Whether it’s babysitting, operating on a patient, or cooking a Sunday dinner, there are many times when an extra pair of arms would come in handy.
Now researchers say that such a human augmentation could be on the horizon, suggesting that additional robotic body parts could be engineered to augment our capabilities.
Tamar Makin, professor of cognitive neuroscience at the MRC brain and cognition unit at the University of Cambridge, said the approach could boost productivity.
“If you want an extra arm while cooking in the kitchen so you can stir soup while cutting vegetables, you may have the option to independently use and control an extra robotic arm,” he said.
The approach takes precedence: Dani Clode, a designer and Makin’s colleague at Cambridge University, has already created a 3d printed thumb that can be added to either hand. Clode will discuss the device as part of the panel on “Homo cyberneticus: motor augmentation for the body of the future” at the annual meeting of the American Association for the Advancement of Science (AAAS) in Washington DC on Friday.
Makin said the extra thumb could be useful for waiters holding plates, or electrical engineers welding, for example, and that other parts of the robotic body could be designed for particular workplace needs. For example, an extra arm could help a builder hammer a nail while he holds a beam in place.
We talked to a surgeon [who] he was really interested in holding his camera while he had shoulder surgery, rather than having his assistant hold his camera,” Clode said. “He wanted to have full control of the tools that he used with both hands while he was holding the camera and could manipulate it as well.”
The team says that robotic body parts could allow for much more control than a simple mounted device, with their operation inspired by our natural mechanisms of action. “We want something we can control [very] precisely without us having to articulate what exactly we want,” Makin said.
She said the team’s approach was based on the idea that the extra appendages could be used to build on the existing capabilities of a person’s body.

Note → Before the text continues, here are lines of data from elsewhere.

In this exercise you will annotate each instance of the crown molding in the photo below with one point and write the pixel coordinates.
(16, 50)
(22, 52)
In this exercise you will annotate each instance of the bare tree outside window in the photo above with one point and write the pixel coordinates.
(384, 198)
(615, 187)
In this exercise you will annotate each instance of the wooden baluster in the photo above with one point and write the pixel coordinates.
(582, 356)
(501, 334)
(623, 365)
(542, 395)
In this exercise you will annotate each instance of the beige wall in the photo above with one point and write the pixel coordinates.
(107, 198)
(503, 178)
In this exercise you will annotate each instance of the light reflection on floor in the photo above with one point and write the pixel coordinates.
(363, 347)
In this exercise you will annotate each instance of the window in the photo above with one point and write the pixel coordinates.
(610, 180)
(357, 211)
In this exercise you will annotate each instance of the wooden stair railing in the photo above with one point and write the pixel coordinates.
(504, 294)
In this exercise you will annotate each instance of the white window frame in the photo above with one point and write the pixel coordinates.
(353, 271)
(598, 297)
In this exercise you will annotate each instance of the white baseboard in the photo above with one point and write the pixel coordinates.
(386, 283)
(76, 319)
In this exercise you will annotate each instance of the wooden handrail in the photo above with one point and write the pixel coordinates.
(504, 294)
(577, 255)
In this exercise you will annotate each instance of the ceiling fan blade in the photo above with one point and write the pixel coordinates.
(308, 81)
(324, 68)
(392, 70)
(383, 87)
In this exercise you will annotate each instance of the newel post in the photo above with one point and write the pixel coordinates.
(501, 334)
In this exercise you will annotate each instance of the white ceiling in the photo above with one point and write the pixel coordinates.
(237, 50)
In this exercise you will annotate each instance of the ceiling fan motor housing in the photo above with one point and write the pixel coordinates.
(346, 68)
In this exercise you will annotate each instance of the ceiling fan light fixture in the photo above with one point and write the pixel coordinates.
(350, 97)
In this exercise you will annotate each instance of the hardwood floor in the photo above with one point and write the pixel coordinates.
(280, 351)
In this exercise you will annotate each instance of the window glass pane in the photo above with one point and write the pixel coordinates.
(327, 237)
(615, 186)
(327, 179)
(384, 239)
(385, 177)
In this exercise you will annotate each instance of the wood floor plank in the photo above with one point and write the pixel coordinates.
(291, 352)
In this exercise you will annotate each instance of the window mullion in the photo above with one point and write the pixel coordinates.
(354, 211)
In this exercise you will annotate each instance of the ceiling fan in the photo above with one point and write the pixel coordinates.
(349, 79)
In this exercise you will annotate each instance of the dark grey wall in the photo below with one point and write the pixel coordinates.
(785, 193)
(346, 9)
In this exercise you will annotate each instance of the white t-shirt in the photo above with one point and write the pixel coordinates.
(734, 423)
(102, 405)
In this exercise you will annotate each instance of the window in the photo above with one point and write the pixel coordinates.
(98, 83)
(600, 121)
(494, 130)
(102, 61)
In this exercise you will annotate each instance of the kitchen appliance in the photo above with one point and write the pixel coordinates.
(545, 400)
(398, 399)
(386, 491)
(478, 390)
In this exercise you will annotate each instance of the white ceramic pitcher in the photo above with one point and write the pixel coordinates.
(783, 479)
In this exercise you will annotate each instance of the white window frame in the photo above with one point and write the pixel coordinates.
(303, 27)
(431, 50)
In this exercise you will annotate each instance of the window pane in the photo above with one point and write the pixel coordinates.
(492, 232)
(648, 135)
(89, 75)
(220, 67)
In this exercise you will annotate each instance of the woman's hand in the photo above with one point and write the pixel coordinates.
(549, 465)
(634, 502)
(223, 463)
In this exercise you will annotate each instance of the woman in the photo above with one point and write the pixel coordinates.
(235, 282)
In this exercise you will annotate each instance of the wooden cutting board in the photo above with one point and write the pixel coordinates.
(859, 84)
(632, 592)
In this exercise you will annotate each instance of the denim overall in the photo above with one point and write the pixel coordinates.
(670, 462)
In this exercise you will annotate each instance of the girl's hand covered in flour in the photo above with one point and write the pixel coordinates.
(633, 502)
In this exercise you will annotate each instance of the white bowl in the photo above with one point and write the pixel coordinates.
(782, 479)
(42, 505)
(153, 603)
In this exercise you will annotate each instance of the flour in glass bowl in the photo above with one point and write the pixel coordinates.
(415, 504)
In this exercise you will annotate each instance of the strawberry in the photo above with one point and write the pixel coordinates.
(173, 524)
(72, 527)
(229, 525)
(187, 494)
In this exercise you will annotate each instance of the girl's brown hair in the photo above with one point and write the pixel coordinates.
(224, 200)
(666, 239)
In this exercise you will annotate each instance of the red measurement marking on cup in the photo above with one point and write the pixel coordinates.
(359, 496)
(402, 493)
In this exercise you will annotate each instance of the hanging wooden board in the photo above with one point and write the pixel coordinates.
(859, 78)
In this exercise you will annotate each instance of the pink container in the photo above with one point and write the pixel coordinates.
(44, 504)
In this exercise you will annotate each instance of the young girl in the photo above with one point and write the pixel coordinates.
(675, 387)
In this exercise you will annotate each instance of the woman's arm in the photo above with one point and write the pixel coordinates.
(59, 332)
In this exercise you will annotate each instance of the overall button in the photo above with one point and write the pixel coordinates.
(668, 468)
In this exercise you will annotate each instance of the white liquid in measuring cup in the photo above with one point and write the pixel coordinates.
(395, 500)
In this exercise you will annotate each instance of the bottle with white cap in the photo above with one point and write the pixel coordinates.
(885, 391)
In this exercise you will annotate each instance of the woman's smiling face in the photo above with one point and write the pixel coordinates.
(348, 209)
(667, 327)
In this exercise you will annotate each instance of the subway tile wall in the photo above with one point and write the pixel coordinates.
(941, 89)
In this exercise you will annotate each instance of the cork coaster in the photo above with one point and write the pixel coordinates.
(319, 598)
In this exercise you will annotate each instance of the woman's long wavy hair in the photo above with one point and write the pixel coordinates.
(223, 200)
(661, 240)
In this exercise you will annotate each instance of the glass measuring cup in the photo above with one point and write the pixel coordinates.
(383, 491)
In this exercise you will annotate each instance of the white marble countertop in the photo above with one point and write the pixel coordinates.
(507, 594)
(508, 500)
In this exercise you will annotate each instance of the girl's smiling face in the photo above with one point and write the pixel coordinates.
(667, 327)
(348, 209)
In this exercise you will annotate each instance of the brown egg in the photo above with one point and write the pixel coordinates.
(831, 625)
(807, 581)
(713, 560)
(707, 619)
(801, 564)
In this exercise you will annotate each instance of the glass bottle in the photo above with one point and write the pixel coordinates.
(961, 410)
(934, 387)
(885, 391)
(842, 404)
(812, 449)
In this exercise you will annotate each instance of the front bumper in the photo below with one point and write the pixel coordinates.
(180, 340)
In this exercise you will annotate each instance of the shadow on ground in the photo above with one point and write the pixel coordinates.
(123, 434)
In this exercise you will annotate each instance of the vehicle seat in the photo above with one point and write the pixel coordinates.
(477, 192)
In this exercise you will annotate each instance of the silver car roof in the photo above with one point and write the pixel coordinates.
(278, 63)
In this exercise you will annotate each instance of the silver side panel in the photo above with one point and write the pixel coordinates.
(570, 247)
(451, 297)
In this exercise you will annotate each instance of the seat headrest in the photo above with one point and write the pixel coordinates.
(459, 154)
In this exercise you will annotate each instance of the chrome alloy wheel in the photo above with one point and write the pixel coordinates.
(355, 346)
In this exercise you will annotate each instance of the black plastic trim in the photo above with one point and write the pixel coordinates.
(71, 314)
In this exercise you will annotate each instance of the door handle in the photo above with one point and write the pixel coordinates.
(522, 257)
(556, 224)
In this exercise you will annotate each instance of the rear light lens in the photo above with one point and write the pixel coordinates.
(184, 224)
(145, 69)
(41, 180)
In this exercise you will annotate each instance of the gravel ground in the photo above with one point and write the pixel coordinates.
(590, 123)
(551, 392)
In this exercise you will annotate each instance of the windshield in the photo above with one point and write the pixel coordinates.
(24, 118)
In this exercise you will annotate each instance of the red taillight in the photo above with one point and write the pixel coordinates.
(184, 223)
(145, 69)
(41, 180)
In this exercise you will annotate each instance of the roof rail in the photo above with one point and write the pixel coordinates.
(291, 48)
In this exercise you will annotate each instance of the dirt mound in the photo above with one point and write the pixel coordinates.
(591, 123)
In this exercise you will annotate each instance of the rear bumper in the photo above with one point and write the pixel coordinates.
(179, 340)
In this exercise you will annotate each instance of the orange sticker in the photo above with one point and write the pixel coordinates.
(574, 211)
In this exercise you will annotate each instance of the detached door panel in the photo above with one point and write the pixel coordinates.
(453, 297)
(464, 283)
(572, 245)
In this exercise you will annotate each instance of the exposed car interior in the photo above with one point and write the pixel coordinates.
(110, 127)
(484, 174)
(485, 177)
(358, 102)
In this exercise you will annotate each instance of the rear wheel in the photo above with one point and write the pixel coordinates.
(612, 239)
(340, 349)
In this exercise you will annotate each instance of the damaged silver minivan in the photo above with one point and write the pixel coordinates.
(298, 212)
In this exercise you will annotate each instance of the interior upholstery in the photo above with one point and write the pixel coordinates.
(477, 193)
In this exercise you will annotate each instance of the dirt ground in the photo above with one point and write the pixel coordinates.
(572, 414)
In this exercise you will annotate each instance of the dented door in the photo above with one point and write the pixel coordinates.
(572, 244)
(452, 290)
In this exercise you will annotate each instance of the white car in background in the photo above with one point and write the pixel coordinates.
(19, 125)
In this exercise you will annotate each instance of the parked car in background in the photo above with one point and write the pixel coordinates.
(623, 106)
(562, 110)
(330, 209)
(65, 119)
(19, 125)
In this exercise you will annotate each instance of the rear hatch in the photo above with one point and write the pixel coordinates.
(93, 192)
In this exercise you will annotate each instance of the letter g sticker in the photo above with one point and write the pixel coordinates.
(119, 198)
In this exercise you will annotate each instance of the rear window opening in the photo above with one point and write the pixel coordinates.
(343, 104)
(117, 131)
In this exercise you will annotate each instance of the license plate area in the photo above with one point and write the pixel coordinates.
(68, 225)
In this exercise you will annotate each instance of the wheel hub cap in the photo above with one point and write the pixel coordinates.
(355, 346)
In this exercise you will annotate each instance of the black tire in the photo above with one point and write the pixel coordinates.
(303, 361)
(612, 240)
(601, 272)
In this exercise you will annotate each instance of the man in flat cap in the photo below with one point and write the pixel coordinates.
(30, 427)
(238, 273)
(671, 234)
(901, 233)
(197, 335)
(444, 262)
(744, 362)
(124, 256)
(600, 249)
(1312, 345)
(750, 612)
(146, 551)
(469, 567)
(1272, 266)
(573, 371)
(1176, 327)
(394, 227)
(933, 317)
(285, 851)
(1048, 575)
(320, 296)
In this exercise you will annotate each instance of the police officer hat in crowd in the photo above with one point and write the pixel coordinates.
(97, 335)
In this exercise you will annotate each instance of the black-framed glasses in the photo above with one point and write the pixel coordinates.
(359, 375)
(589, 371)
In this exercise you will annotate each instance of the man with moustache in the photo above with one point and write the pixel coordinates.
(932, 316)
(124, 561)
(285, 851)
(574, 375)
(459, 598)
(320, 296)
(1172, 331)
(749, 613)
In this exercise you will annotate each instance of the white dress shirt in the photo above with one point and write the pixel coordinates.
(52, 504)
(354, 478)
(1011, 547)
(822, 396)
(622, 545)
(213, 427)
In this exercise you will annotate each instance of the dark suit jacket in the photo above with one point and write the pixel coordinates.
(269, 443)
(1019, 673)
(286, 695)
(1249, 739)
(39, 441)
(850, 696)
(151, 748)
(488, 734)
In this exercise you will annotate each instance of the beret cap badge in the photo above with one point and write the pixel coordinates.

“If he’s missing a limb, instead of trying to replace it, why don’t we enlarge his intact hand to allow him to do more with it?” she said. But the team envisions such devices also being used by people not living with disabilities.
Clode said an important feature of human augmentation devices is that they don’t take away the user’s original abilities. “[It’s] a layer on the body that can be worn with the least amount of impact possible for the most amount of gain,” he said.
A key aspect of that, Clode added, is that unlike a shovel used to increase our abilities to dig a hole, such robotic body parts should not be manually operated.
The extra thumb, for example, is connected to two wrist-based motors that are connected to a battery and microcontroller in the upper arm. This system is wirelessly connected to microcontrollers mounted on the wearer’s shoes or ankles, which are connected to pressure sensors under the two big toes. “You push these pressure sensors, and that’s what the thumb controls,” Clode said.
But Makin said the approach has raised new questions. “We are doing a lot of research right now to see what it does to your nervous system if you start to reappropriate your toes to become an extra toe – how much [does] Does it affect your ability to use your toes like a toe? she said.
Some labs have focused on the possibility of using electrodes in the brain or spinal cord to control external devices, but Makin believes there is no ethical justification for such an invasive approach in healthy humans.
When Clode recently carried out research at the Royal Society’s summer science exhibition, where members of the public were given the chance to try out the extra thumb, the results were startling.
“[Of around] 600 people between the ages of three and 97, 98% could use it in the first minute, which means they could already move objects as directed,” Makin said. “I can’t imagine a brain chip that can do that.”